It hasn't taken long for me to forget one of the cardinal rules of being on the road: don't waste the battery in your GPS/camera/phone. I had blithely taken photos and posted them on Facebook with my Samsung, and now, as I approach Aachen, I see the battery is already low. I disconnect internet and I will take fewer photos. Most important of all is the GPS, as I am not carrying a map.
In Aachen I pass through familiar territory in the city center, and I have to dismount when I find myself among a crowd outside the Elisenbrunnen. I check my GPS, note where I have to go, take a drink from my plastic bottle and cycle among traffic for twenty minutes before arriving at the Elisenbrunnen again. The crowd is different now-- younger-- teenagers are thronging after school. I stop and check my GPS again. Ah, yes, I see now. I should have made that left turn. Though I am cursing under my breath, I am relieved that I am not cycling with Lien yet, leading her in circles. That would be a bad start.
Once in Holland, in Vaals, I check my GPS again, and the map displays only the major towns and highways. Though I can still pinpoint my location, it is in a blank green field. I'll be able to head in the right general direction, but the route I take to Liege will be guesswork.
An hour later I'm in the hilly countryside at the extreme southern tip of Holland-- in the 'Dutch Alps'. I'm on a little winding road which leads, I hope, to Belgium. I take a break, marvelling at all the tourists walking around this far out in the countryside. They've come from other parts of Holland to stay at a nearby campground. In a distant field I see a bunker left from World War 2. These bunkers serve as unofficial monuments here and in Belgium, but in Germany they were long ago destroyed. In Germany they just want to forget.
When I go on I make a surprisingly long climb and I chuckle at the idea that I am struggling to pedal my bike up hills in Holland. The view is pretty, pastoral, idyllic. Homes and farms are old and beautiful-- Middle German style. I imagine I am the only person on Earth to enjoy this scenery when two middle-aged women clad in lycra cycle past me on their road bikes.
"Is this the way to Belgium?" I shout, gasping.
The woman trailing the other nods without looking back and points ahead with a vigorous motion of her hand. Old school navigation.
I pass a lazy herd of black and white dairy cows. In the valley below there is a monastery, and its bells are ringing, it seems, just for me. There is a trampoline in front of the monastery and I imagine frocked monks silently bouncing on it in their free time. I burst out laughing at the idea.
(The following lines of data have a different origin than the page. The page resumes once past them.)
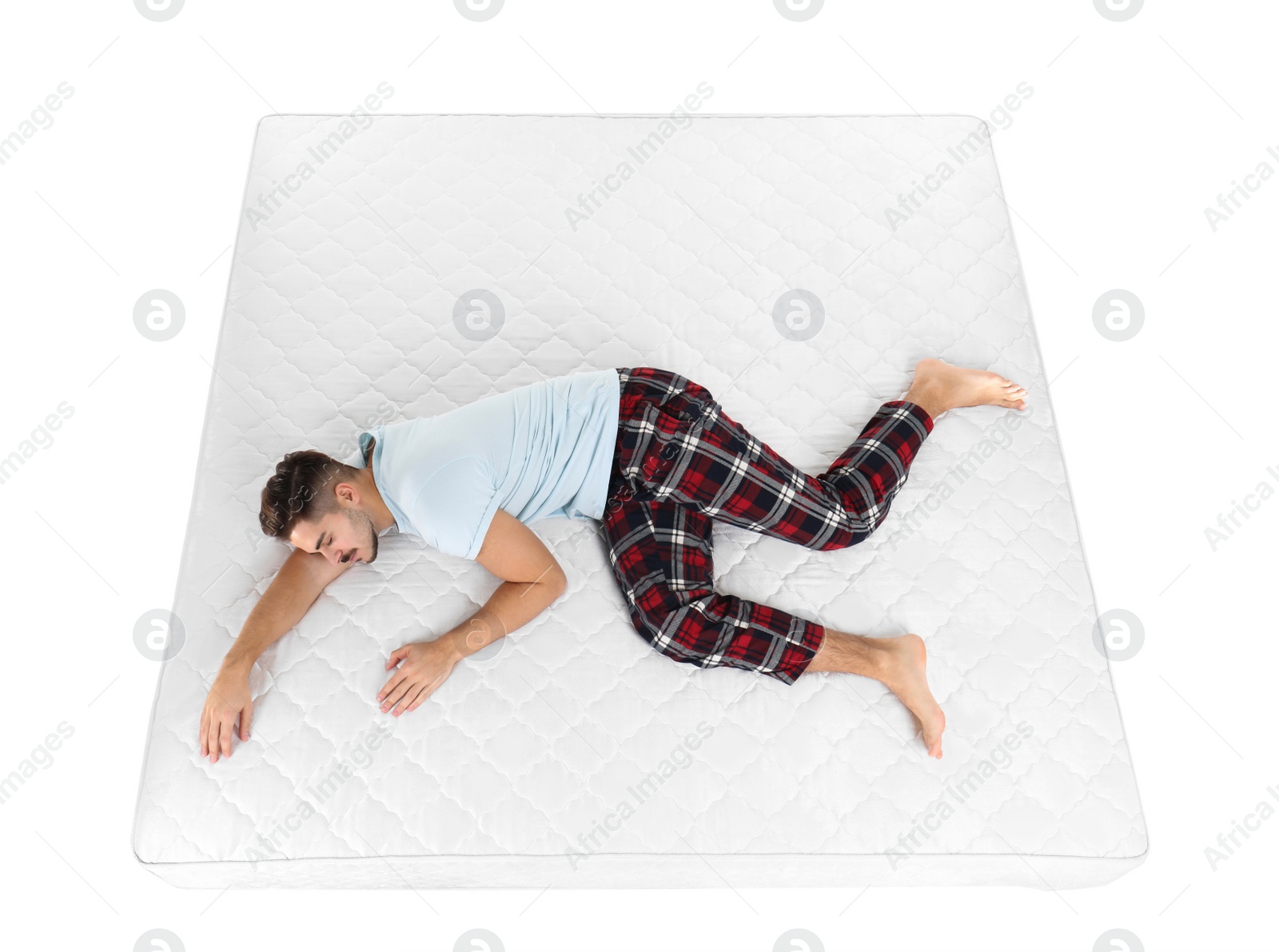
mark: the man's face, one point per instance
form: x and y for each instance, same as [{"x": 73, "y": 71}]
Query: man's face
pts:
[{"x": 345, "y": 535}]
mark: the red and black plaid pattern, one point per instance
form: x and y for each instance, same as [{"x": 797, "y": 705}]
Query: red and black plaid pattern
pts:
[{"x": 681, "y": 462}]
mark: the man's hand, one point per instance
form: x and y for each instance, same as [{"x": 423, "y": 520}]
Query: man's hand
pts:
[
  {"x": 426, "y": 666},
  {"x": 229, "y": 698}
]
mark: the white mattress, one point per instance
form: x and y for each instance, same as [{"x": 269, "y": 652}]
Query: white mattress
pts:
[{"x": 339, "y": 315}]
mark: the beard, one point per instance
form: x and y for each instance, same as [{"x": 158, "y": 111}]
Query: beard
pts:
[{"x": 364, "y": 526}]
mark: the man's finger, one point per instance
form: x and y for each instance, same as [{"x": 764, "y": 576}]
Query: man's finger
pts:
[
  {"x": 390, "y": 685},
  {"x": 412, "y": 698},
  {"x": 400, "y": 690},
  {"x": 426, "y": 692},
  {"x": 227, "y": 728}
]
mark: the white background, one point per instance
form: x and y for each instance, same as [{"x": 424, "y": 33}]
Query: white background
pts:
[{"x": 1132, "y": 129}]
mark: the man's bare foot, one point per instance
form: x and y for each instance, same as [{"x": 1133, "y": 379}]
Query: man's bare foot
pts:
[
  {"x": 898, "y": 663},
  {"x": 903, "y": 675},
  {"x": 939, "y": 387}
]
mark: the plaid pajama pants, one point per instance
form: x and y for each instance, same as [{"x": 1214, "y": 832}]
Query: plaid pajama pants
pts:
[{"x": 681, "y": 462}]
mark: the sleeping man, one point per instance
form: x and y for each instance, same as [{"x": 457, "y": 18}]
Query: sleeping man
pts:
[{"x": 655, "y": 460}]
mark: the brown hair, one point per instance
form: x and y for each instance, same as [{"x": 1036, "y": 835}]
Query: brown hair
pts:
[{"x": 302, "y": 489}]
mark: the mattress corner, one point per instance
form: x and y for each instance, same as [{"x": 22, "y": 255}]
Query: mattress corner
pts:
[
  {"x": 265, "y": 119},
  {"x": 978, "y": 123}
]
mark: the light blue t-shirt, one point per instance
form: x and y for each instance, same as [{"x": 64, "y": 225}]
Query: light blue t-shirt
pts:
[{"x": 539, "y": 451}]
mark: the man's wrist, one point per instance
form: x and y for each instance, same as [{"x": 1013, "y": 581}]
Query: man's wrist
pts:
[{"x": 236, "y": 666}]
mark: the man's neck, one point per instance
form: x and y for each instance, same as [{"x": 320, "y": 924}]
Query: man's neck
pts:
[{"x": 383, "y": 517}]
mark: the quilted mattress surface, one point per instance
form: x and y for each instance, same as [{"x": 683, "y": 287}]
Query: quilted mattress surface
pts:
[{"x": 799, "y": 268}]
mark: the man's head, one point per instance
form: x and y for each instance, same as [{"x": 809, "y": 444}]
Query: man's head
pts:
[{"x": 320, "y": 504}]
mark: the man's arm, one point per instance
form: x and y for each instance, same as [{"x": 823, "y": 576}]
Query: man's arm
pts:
[
  {"x": 293, "y": 590},
  {"x": 534, "y": 580}
]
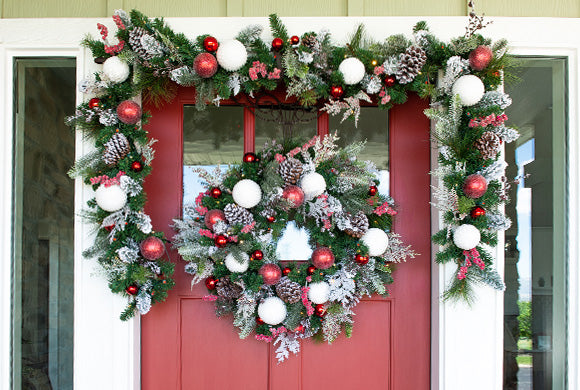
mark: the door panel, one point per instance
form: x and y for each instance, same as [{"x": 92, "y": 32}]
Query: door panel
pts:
[{"x": 184, "y": 346}]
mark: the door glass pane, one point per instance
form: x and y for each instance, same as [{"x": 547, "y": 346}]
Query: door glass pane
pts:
[
  {"x": 43, "y": 252},
  {"x": 535, "y": 252}
]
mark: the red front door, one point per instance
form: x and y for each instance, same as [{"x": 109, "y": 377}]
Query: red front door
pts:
[{"x": 184, "y": 345}]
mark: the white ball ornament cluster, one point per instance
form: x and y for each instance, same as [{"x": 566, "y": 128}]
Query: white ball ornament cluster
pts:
[
  {"x": 272, "y": 310},
  {"x": 376, "y": 240},
  {"x": 233, "y": 265},
  {"x": 247, "y": 193},
  {"x": 319, "y": 292},
  {"x": 313, "y": 184},
  {"x": 115, "y": 69},
  {"x": 470, "y": 89},
  {"x": 111, "y": 198},
  {"x": 466, "y": 237},
  {"x": 232, "y": 55},
  {"x": 353, "y": 70}
]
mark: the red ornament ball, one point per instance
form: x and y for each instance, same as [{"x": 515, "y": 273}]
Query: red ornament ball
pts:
[
  {"x": 277, "y": 44},
  {"x": 271, "y": 274},
  {"x": 216, "y": 192},
  {"x": 152, "y": 248},
  {"x": 210, "y": 44},
  {"x": 132, "y": 290},
  {"x": 322, "y": 258},
  {"x": 129, "y": 112},
  {"x": 320, "y": 310},
  {"x": 210, "y": 283},
  {"x": 390, "y": 80},
  {"x": 474, "y": 186},
  {"x": 220, "y": 240},
  {"x": 205, "y": 65},
  {"x": 250, "y": 157},
  {"x": 94, "y": 103},
  {"x": 336, "y": 91},
  {"x": 477, "y": 212},
  {"x": 361, "y": 259},
  {"x": 480, "y": 57},
  {"x": 294, "y": 195},
  {"x": 212, "y": 216},
  {"x": 136, "y": 166}
]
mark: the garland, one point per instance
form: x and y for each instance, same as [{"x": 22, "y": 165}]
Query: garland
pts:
[{"x": 150, "y": 58}]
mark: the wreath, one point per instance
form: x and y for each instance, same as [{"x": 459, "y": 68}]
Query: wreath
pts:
[
  {"x": 229, "y": 239},
  {"x": 461, "y": 77}
]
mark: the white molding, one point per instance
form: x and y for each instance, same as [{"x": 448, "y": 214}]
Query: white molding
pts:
[{"x": 467, "y": 343}]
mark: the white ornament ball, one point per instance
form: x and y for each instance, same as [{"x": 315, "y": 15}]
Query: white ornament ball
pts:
[
  {"x": 470, "y": 89},
  {"x": 116, "y": 69},
  {"x": 232, "y": 55},
  {"x": 353, "y": 70},
  {"x": 313, "y": 184},
  {"x": 234, "y": 265},
  {"x": 319, "y": 292},
  {"x": 272, "y": 310},
  {"x": 376, "y": 240},
  {"x": 111, "y": 198},
  {"x": 466, "y": 237},
  {"x": 247, "y": 193}
]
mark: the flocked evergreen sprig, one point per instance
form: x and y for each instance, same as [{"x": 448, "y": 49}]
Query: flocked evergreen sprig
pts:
[{"x": 229, "y": 239}]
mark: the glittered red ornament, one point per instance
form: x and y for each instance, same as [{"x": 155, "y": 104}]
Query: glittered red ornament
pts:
[
  {"x": 205, "y": 65},
  {"x": 390, "y": 80},
  {"x": 480, "y": 57},
  {"x": 152, "y": 248},
  {"x": 322, "y": 258},
  {"x": 250, "y": 157},
  {"x": 136, "y": 166},
  {"x": 210, "y": 44},
  {"x": 220, "y": 240},
  {"x": 216, "y": 192},
  {"x": 210, "y": 282},
  {"x": 212, "y": 216},
  {"x": 361, "y": 259},
  {"x": 271, "y": 274},
  {"x": 320, "y": 310},
  {"x": 474, "y": 186},
  {"x": 94, "y": 103},
  {"x": 132, "y": 290},
  {"x": 336, "y": 91},
  {"x": 294, "y": 195},
  {"x": 477, "y": 212},
  {"x": 277, "y": 44},
  {"x": 129, "y": 112}
]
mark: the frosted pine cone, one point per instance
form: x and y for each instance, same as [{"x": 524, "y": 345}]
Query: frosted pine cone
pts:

A cow turns to have a look at the source of the laughter.
"What's up? You don't think that's funny?" I shout to the cow. The cow chews and looks away.
Fifteen minutes later, after a brief but thrilling downhill and another long uphill in low gear the road has wound around in the shape of a U and I am again looking down at the monastery but from the other side. The view isn't so pretty now, and I've forgotten the humor behind the idea of bouncing monks. I am making little progress in getting to Liege. I'm not sure where I am or whether I'm headed in the right direction. But then I remember what I've learned from the road, and I know the pressure I'm feeling to get to my destination is the pressure our civilization has taught us all to feel every day. To hell with it, I think, I'll get there when I get there, and having brought myself back to where I am I again see the beauty of my surroundings.
When I pass through a little village I notice the cars have the letter 'B' on their license plates. I see a street sign in French. I'm in Belgium.
After the long winding uphill country lane, the bigger road leading down towards Liege is both a relief for its ease of cycling and a chore because of increased car traffic. As I get closer to Liege the countryside becomes metropolitan muck. When I see the Golden Arches of McDonalds, I stop for a break-- not to eat, but to take advantage of the free wifi. Once my GPS is working again, I see that I'm closer to Liege than I had thought. I'll arrive within an hour, and I'll finally meet Lien, who is working with me to organize Syricipede-- our cycling fundraiser to help victims of the war in Syria.